Werner Rybarski, Leiter des aGEnda 21-Büros, findet es persönlich als eine vernünftige Entscheidung. Denn auch er und seine Mitstreiter sehen beim Projekt „Zukunftsstadt 2030+“ das Thema Nachhaltigkeit, auch im Bereich der Lebensmittel, als einen wichtigen Punkt. „Lebensmittel in diesem Maße wegzuwerfen, ist alles andere als nachhaltig“, so Rybarski. „Jede Maßnahme, die dem entgegenwirkt, begrüße ich.“ Dennoch sieht Werner Rybarski die Bringschuld nicht nur bei den Lebensmittelhändlern – auch der Verbraucher sei da in der Pflicht. Denn eigentlich ist der Lebensmittelmüll durch Privathaushalte weit höher, als der durch die Händler.

Nachhaltige Idee

Ähnliche Worte auch von Michael Bartilla, Geschäftsführer des Bäckerinnungs-Verband Westfalen-Lippe. „Die Bäcker sind natürlich darauf bedacht, so wenig wie möglich wegzuwerfen“, so Bartilla. „Aber wenn der Kunde bis zur letzten Minute vor Ladenschluss ein frisches Brot verlangt, wird das ganze schwierig.“ Kein Bäcker möchte am Ende sein Brot im Müll sehen. Daher müsse man gemeinsam mit den Kunden daran arbeiten, dass diese auch akzeptieren, dass es am späten Abend eben nicht mehr die Auswahl gibt, wie noch etwa am Vormittag.

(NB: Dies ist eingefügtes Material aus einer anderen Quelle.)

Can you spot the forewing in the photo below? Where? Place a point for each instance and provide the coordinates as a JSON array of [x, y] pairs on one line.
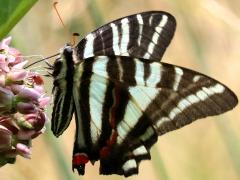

Eine nachhaltige Idee hatte da die Stadtbäckerei Gatenbröcker bereits vor über 15 Jahren. Mittlerweile drei Filialen unter dem Namen „Gutes von Gestern“ betreibt Gatenbröcker unter anderem in Gelsenkirchen. Dort werden Backwaren vom Vortag für den halben Preis verkauft. „Die Akzeptanz, dass Backwaren auch am nächsten Tag noch verkauft werden, war oder ist beim ‘normalen Kunden’ nicht da“, sagt Verkaufsleiter Tim Tröster. „Aber die Filialen laufen dennoch gut. Es sind zum Teil Kunden, die sich ein Brot zu normalen Preisen nicht leisten können, aber auch Kunden, die von unserer Strategie überzeugt sind und aus ideeller Überzeugung kommen.“


Der Rest, der dann tatsächlich übrig bleibt, so Tröster, werde entweder zu Paniermehl verarbeitet, oder aber der Tierfütterung zugeführt. Ob das jetzt einer gesetzlichen Regelung bedarf, damit tut sich Tim Tröster schwer. „Man sollte den Unternehmern schon freistellen, was sie mit der übrigen Ware machen“, so Tröster. „Es geht auch immer wieder ein großer Teil an die Tafel.“ Und die ist in Gelsenkirchen darauf angewiesen.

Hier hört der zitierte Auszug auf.